− Trudności zawsze będą, ale miłość, która jest z Boga, jest miłością zdobywającą się na przebaczenie, zaczynanie od nowa, poszukiwanie, budowanie, ochronę rodziny i domu − mówił bp Edward Dajczak do złocienieckich małżonków z dziećmi.
W niedzielę Świętej Rodziny hierarcha przewodniczył Mszy św. w złocienieckim kościele Mariackim, sprawując ją w intencji małżonków i ich bliskich.

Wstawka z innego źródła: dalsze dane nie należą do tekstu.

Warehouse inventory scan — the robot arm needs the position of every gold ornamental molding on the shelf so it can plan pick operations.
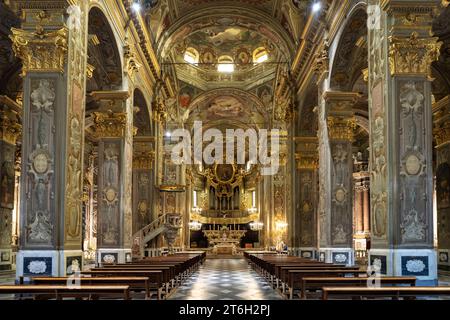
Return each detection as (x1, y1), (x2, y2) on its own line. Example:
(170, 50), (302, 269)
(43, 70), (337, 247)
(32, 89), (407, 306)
(327, 116), (357, 141)
(433, 96), (450, 148)
(92, 111), (127, 138)
(191, 213), (259, 225)
(389, 31), (442, 77)
(133, 151), (155, 170)
(159, 184), (186, 192)
(314, 41), (330, 83)
(10, 25), (68, 76)
(0, 110), (22, 145)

– To, że dzisiaj aż tyle rodzin przegrywa, tyle związków się rozsypuje, rodzina jest w kryzysie, ma swoje źródło w tym, że ludzie odchodzą za daleko od Boga i od siebie – zwracał uwagę bp Dajczak. Licznie przybyłym parom małżeńskim, które po homilii odnawiały przyrzeczenia ślubne, biskup przypomniał, że nie jest to tylko formalność, ale powrót do tego, co stało u podstaw ich związku. – Potrzebujemy Jezusa, który będzie fundamentem miłości, żeby nie dać się zwieść tysiącom poglądów i przemijających opinii, zostawiających po sobie gruzy. Obecnie pada wiele słów o swobodzie, zmianie partnerów, ale nikt nie wspomina o bólu dzieci, o zdradzonych ludziach. Mówi się o prawie, ale nie dodaje się, że to prawo do krzywd. Musimy wracać do fundamentu, który Bóg nam darowuje, i na nim budować miłość bezpieczną, dającą szczęście, dotykającą nas do głębi. Nie marnujmy zdolności życia dla drugiego, którą wlał w nas Bóg – zachęcał bp Dajczak.

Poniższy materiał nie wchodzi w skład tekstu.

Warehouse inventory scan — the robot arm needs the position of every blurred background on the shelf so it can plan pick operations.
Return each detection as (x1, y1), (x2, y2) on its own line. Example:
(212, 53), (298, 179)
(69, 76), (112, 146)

Hierarcha pobłogosławił także nowy obraz w złocienieckim kościele. To przedstawienie ewangelicznej sceny przemiany wody w wino na weselu w Kanie. – To moje marzenie, które nosiłem od dobrych kilku lat. Mamy w kościele obraz Matki Bożej Opiekunki Rodzin. Jej wizerunek peregrynował wśród wiernych, trwa też intensywna modlitwa za rodziny. A w pewnym momencie dotarło do mnie z mocą, że przecież scena w Kanie dotyczy… rodziny. Pierwszy cud, którego dokonuje Jezus, jest dla rodziny! − tłumaczy o. Wiesław Hnatejko CR, proboszcz złocienieckiej parafii. – Czyni to na prośbę Maryi, na Jej wstawiennictwo zmienia Bożą wolę. Ona sama dostrzega problem młodych. To też dla nas lekcja, że wystarczy zaprosić Matkę Bożą, a Ona dostrzeże, czego nam najbardziej potrzeba, nawet jeśli nie wypowiemy tego słowami – dodaje zmartwychwstaniec.
Wielkie malowidło powstawało przez ponad cztery miesiące. Jego autorem jest krakowski artysta Wieczysław Stasiak. Jak opowiada, prace malarskie poprzedziło wiele rozmów z teologami i poszukiwań.
– Zależało mi, żeby oddać wielość symboli zawartych w tej ewangelicznej scenie. To przecież nie tylko obrazek z wesela, chwila dokonywania pierwszego cudu Jezusa, ale też przejście od Starego Testamentu do Nowego Przymierza. Można się też doszukać zapowiedzi męczeństwa w gwoździach leżących u stóp jednej postaci – mówi malarz. Co wnikliwsi parafianie z pewnością rozpoznają wśród postaci znajome sobie rysy twarzy. Za wzór posłużyli m.in. wieloletni emerytowany złocieniecki organista i jego żona. – Są pięknym świadectwem pięćdziesięcioletniego stażu małżeńskiego i myślę, że warto było uwiecznić taką miłość – dodaje Wieczysław Stasiak.